For as Congressman Hamilton also said in an op-ed today, "With freedom comes obligation, with liberty comes duty. If you and I do not fulfill our side of that wager, our democracy is doomed. If we become a nation of spectators, we will surely fail."
But what about the huge majority of people who've grown frustrated by politics, who've tuned out, and become apathetic and disengaged? How do we connect with them, and re-enlist them as full time citizens?
After all, their reasons are many, and deeply felt. Many have tuned out because they're disappointed or disgusted by what passes for political discourse. Others look at government gridlock, and polarization, fanned by sensationalists in the media, and understandably grow cynical and question whether government can ever again do the big things it needs to do. Yet others see the corruption and outsized influence of special interests and therefore feel their one lonely vote doesn't matter, that they can't make a difference, so why bother trying. And most of us are just so damn busy trying to keep our heads above water and take care of our families, that it leaves little time to do the hard work of everyday democracy.

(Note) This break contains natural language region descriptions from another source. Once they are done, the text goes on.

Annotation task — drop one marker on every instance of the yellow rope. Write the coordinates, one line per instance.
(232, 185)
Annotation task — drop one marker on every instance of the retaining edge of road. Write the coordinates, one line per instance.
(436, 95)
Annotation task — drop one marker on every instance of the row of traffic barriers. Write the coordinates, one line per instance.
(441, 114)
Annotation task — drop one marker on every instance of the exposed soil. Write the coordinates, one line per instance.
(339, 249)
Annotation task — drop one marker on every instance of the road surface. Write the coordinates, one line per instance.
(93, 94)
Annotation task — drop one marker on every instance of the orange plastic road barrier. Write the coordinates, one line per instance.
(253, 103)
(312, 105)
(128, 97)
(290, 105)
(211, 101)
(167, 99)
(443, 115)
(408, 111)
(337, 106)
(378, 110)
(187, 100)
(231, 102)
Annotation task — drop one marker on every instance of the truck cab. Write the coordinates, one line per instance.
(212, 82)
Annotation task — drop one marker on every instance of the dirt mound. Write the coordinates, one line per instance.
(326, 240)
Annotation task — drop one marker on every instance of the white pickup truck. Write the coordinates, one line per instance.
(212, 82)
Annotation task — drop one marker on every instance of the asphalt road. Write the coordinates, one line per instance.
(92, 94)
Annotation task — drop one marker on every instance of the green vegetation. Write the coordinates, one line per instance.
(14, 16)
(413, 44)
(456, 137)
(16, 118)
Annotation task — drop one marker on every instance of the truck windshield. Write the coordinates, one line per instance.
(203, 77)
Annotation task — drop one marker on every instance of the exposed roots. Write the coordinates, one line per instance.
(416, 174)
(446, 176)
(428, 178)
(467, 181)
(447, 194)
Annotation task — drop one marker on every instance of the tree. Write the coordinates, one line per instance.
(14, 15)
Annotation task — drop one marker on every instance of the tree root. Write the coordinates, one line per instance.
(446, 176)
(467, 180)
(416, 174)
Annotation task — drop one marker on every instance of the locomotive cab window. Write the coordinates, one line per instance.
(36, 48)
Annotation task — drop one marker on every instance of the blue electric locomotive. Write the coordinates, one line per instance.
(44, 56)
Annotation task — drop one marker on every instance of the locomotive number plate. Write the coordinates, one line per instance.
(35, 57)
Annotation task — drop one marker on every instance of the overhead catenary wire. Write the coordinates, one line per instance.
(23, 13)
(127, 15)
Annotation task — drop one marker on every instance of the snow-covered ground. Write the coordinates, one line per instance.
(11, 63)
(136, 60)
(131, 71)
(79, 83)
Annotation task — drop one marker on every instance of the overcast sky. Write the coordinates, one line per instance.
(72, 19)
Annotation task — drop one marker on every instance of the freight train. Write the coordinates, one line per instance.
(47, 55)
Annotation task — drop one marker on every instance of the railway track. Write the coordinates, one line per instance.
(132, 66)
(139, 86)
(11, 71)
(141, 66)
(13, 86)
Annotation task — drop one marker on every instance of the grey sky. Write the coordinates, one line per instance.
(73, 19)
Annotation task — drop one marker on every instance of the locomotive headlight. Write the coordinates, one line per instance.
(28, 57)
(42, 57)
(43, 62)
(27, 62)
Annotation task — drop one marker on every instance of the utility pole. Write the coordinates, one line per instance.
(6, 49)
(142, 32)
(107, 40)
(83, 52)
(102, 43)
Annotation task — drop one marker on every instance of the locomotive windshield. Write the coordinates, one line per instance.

But do it we must, because there are no political white knights coming to save the day. Only serious citizens can do that.
The only interests that apathy serves are those not-so-special interests who fill the power vacuum created by passive citizens, and who then use their exclusive access to influence policy to serve their needs rather than ours. The only way to effectively fight back is to refill the vacuum. With us. The People.
Either citizens become better informed and more actively engaged in democratic politics -- or (fill in the blank with your own nightmare scenario).
The bottom line is that as long as most Americans remain addicted to apathy, the job of every serious citizen must be to help them kick the habit. Because we need all of us in the game, not just the angry ones.
To help get the conversation started, take a look at the video below called "Apathy Is The Enemy" -- featuring some serious inspiration from some very inspiring American icons.
And take a minute out of your busy day today, and consider just how lucky we are to live in country with as much raw potential as America. And then help us all get to work.
And of course -- Happy Citizenship Day! Happy Constitution Day!